The Day I Saved the President

I watched a rerun of a Sinatra concert recently and was reminded of a time back in the forties when I saw a young, scrawny Frank perform on stage with the Tommy Dorsey orchestra. I’m sure no one in that audience realized that they were being entertained by a future legend. Certainly I, a mere kid, didn’t.

That memorable day began with a streetcar ride to a downtown theater where we were to see not only a stage show, but a movie as well. I don’t remember what the occasion was that prompted Bubbie to take me and my uncle, but it certainly had to have been a special one.

The theater itself was a sight to behold! Red and gold velvet draperies hung from the highest ceiling I had ever seen. The thickly upholstered seats were cushy, but the rough material scratched my bare legs. Unlike our neighborhood movie house, there were box seats on either side of the stage, one of which, I was certain, was reserved for the president of the United States. I had just learned about how Lincoln had been shot at a theater, and I visualized a scene in which I single handedly thwarted the would be assassin of President Roosevelt who sat in one of those elegantly decorated boxes.

Since we had arrived an hour before the show was to begin, I had a chance to ogle the people sitting nearby.
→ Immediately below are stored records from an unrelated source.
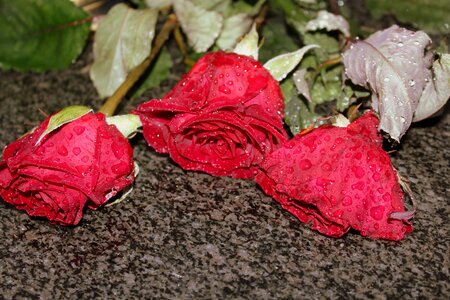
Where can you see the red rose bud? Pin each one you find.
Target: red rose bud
(222, 118)
(338, 178)
(53, 172)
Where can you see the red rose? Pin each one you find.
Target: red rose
(222, 118)
(338, 178)
(83, 162)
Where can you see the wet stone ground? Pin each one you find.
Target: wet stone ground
(190, 235)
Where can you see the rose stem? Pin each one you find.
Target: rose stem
(261, 17)
(112, 102)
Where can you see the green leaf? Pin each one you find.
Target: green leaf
(158, 73)
(234, 28)
(327, 86)
(249, 44)
(328, 44)
(64, 116)
(283, 64)
(41, 35)
(201, 26)
(128, 125)
(158, 4)
(276, 40)
(123, 40)
(297, 114)
(431, 16)
(297, 14)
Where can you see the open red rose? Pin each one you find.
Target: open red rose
(338, 178)
(84, 162)
(222, 118)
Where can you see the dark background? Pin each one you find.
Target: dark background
(190, 235)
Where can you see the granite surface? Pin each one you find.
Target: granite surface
(190, 235)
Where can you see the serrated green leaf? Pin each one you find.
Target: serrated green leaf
(283, 64)
(297, 114)
(201, 26)
(297, 14)
(64, 116)
(431, 16)
(41, 35)
(275, 39)
(220, 6)
(249, 44)
(328, 45)
(327, 86)
(329, 22)
(158, 73)
(243, 7)
(158, 4)
(234, 28)
(128, 125)
(123, 40)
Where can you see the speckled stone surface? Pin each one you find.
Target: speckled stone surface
(190, 235)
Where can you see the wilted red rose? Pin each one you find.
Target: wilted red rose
(338, 178)
(222, 118)
(84, 162)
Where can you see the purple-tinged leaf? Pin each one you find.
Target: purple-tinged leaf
(394, 65)
(437, 89)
Many, I noticed, ate sandwiches and fruit which they pulled from brown paper bags. I asked Bubbie why they were eating lunch in a theater, and she told me that they were probably staying for two or three shows. I silently wished that we had brought food so we could do the same.

Some things we never forget. For me, being in that magical place, listening to live music, and seeing a movie all in one afternoon was indelibly etched in my brain. I don’t remember the name of the movie, but, in my mind’s eye, I can still see that exquisite red and gold theater and President Roosevelt sitting high up in a box seat just waiting to be saved by me.